David Mamet’s American Buffalo returns to Broadway with an ingenious set: “‘The stage is essentially a capsule shape,’ Pask says, with wedges of new seats added upstage and rows along the sides, to reach a maximum count for each performance. The extra seats draw the audience into the dilapidated shop to a degree that makes the final, bloody showdown among the gang even more jarring. ‘It’s as if the walls of the junk shop are the audience,’ Pepe says, and those walls feel as if they’re constantly on the verge of collapse.” The cast includes Laurence Fishburne, Sam Rockwell and Darren Criss.

A thirty-year dispute over a fresco by Piero della Francesca continues: “Mayor of Monterchi, Tuscany, rejects court’s ruling that painting by Piero della Francesca be put back in hilltop chapel.”
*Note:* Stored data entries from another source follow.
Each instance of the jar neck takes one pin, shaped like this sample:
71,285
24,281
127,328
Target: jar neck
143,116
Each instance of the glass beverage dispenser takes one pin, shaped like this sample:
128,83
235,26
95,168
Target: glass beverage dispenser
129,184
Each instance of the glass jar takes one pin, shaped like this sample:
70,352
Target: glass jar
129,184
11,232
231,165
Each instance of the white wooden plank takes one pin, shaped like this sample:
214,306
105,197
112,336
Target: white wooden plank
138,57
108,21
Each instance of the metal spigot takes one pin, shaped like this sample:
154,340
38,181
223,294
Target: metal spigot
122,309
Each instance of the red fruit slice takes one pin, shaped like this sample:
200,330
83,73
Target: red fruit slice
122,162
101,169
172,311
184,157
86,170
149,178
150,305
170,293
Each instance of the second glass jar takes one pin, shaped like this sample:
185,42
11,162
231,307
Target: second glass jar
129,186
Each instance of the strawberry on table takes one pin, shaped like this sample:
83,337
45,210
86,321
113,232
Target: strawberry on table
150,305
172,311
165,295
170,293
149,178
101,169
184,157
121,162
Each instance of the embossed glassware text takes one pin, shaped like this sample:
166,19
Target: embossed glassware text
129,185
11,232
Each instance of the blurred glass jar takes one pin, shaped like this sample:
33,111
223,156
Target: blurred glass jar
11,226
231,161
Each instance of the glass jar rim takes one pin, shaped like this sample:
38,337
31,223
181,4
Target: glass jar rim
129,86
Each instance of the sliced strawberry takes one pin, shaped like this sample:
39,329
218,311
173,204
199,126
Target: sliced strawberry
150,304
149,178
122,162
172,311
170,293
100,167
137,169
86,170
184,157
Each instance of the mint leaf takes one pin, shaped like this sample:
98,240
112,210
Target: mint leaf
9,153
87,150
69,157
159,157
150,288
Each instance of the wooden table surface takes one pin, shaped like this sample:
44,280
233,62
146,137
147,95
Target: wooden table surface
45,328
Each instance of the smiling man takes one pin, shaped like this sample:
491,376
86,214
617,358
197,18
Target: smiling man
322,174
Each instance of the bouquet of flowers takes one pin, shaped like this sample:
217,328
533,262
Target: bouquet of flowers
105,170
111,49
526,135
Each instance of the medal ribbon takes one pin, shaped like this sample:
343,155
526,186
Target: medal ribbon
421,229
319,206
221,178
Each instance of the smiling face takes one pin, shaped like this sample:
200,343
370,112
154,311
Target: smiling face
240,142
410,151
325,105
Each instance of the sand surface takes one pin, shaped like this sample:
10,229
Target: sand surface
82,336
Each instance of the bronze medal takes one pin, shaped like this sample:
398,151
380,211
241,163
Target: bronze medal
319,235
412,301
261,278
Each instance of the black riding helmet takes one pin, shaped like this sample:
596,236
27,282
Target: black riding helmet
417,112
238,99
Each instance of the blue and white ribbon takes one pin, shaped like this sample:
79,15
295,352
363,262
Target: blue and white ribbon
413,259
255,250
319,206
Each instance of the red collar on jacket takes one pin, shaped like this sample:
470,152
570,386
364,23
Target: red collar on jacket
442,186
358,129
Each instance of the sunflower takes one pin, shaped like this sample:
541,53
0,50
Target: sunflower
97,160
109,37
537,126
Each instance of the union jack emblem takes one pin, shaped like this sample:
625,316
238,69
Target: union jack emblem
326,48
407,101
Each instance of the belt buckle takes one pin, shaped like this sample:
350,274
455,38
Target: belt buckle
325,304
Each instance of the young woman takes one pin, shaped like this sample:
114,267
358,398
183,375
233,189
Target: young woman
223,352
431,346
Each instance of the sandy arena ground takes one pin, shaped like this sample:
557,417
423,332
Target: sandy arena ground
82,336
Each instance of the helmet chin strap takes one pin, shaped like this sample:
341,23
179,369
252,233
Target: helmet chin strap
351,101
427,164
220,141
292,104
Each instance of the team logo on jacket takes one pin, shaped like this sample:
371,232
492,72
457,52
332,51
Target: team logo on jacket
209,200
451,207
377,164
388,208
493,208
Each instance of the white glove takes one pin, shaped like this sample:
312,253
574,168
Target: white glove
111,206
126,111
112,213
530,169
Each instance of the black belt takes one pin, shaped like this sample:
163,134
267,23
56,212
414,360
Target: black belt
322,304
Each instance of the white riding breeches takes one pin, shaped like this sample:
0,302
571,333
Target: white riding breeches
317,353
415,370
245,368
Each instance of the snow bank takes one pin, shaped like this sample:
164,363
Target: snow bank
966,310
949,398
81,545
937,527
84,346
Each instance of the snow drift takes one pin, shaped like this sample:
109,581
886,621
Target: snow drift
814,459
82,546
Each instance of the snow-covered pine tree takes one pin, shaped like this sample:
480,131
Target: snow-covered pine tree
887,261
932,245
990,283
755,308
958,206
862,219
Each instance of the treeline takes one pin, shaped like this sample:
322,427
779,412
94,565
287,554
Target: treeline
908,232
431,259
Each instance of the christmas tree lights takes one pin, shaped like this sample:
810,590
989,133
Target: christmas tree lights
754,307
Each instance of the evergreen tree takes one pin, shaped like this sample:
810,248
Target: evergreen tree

The bawdy prose of the juvenile Jane Austen:

Think twice before crossing the threshold into Jane Austen’s unpublished writings. She will become unknowable. Gone will be Jane the purveyor of perfectly calibrated romance in muslin frocks, the font of gently corrective satire and plain good sense, the dispenser of worldly wisdom on every topic from grammar to dating. You will lose your soulmate and solace. The earliest compositions, mostly written before the age of seventeen, were carefully preserved in the form of three slender notebooks, leather-bound and grandly announced on mock title pages: Volume the FirstSecond and Third. The neat handwriting that emulates typescript, and the elaborate dedications to family and friends, belie the contents. Enter and you will find the world associated with her turned upside down, as the young apprentice undertakes a rip-roaring demolition of the sentimental tradition of fiction she inherited: mantraps in the shrubbery, elopements and adultery in abundance, assault and battery, murder and suicide, civil war and even cannibalism.